Nuclear Medicine Department, King Khalid Hospital, Najran P.O. Box 1120, Saudi Arabia.
Medical Diagnostic Imaging Department, College of Health Sciences, University of Sharjah, Sharjah 27272, United Arab Emirates.
Tomography. 2024 Aug 16;10(8):1294-1302. doi: 10.3390/tomography10080096.
This study aimed to retrospectively assess the benefits of combining low-dose computed tomography (LDCT) with ventilation/perfusion single-photon emission computed tomography (V/Q SPECT) for the diagnosis of pulmonary embolism (PE).
A retrospective analysis was performed on 92 patients with suspected PE who underwent V/Q SPECT with ldCT (V/Q SPECT CT) between January 2020 and December 2022 at King Khalid Hospital Najran. Data were collected using the hospital's picture archiving and communication system. Scans were categorized on the basis of perfusion defects, matched or mismatched ventilation, and CT findings. The specificity of V/Q SPECT CT was compared with that of Q SPECT CT.
This study included 92 patients (54 females and 38 males; median age, 53 years). The results demonstrated that V/Q SPECT CT had higher specificity (93%) than V/Q SPECT alone (88%). If CT had been used as a ventilation substitute, 21% of patients would have been reported to be positive for PE (8% false-positive), yielding a specificity of 60% for Q SPECT CT. These findings align with the existing literature, although discrepancies in specificity values were noted due to the different study designs and sample sizes.

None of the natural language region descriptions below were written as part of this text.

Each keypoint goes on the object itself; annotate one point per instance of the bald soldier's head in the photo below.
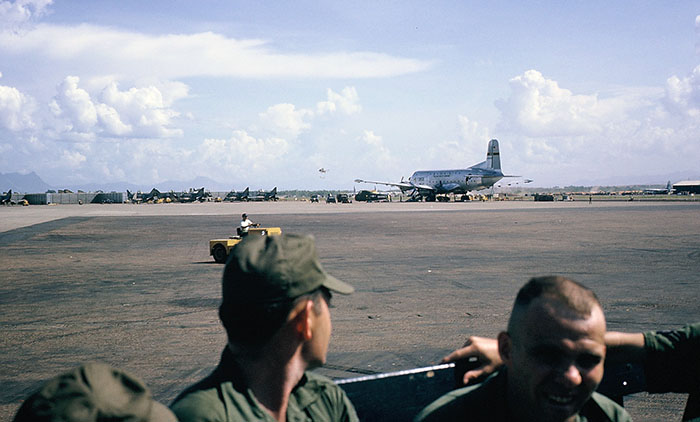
(554, 349)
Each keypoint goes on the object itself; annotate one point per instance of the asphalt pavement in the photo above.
(134, 285)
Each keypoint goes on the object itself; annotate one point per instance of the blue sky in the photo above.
(265, 93)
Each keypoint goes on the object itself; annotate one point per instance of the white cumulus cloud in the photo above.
(138, 112)
(242, 153)
(286, 120)
(15, 14)
(347, 102)
(539, 106)
(15, 109)
(100, 50)
(683, 94)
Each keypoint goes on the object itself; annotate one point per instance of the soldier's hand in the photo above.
(476, 360)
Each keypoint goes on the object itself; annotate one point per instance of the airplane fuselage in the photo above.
(456, 181)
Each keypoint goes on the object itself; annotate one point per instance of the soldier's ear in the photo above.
(505, 347)
(302, 320)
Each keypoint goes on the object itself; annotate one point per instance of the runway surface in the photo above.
(134, 285)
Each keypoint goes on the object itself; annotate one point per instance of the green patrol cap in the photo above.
(93, 392)
(266, 269)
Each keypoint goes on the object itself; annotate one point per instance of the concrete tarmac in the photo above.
(134, 285)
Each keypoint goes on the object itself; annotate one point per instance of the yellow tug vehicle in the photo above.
(220, 248)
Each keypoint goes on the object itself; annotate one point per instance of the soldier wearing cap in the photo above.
(93, 392)
(275, 300)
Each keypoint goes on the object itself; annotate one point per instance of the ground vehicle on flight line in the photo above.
(220, 248)
(428, 184)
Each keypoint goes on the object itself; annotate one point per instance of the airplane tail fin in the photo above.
(493, 156)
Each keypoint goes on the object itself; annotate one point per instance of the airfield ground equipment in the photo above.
(220, 248)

This study highlights the enhanced specificity of V/Q SPECT CT compared to V/Q SPECT and Q SPECT CT alone. Including low-dose CT improves diagnostic accuracy by reducing false positives and providing detailed anatomical information. V/Q SPECT CT offers superior specificity in diagnosing PE compared with V/Q SPECT alone, supporting its use in clinical practice.
本研究旨在回顾性评估低剂量计算机断层扫描(LDCT)与通气/灌注单光子发射计算机断层扫描(V/Q SPECT)联合用于诊断肺栓塞(PE)的益处。
对 2020 年 1 月至 2022 年 12 月在纳季兰国王哈利德医院接受 V/Q SPECT CT 的 92 例疑似 PE 患者进行回顾性分析。使用医院的图像存档和通信系统收集数据。根据灌注缺损、匹配或不匹配通气以及 CT 发现对扫描进行分类。比较了 V/Q SPECT CT 与 Q SPECT CT 的特异性。
本研究共纳入 92 例患者(54 例女性和 38 例男性;中位年龄 53 岁)。结果表明,V/Q SPECT CT 的特异性(93%)高于 V/Q SPECT 单独(88%)。如果 CT 用作通气替代物,21%的患者将被报告为 PE 阳性(8%假阳性),则 Q SPECT CT 的特异性为 60%。这些发现与现有文献一致,尽管由于研究设计和样本量的不同,特异性值存在差异。
与 V/Q SPECT 和 Q SPECT CT 单独相比,V/Q SPECT CT 具有更高的特异性。包括低剂量 CT 通过减少假阳性并提供详细的解剖学信息,提高了诊断准确性。V/Q SPECT CT 在诊断 PE 方面的特异性优于 V/Q SPECT 单独,支持其在临床实践中的应用。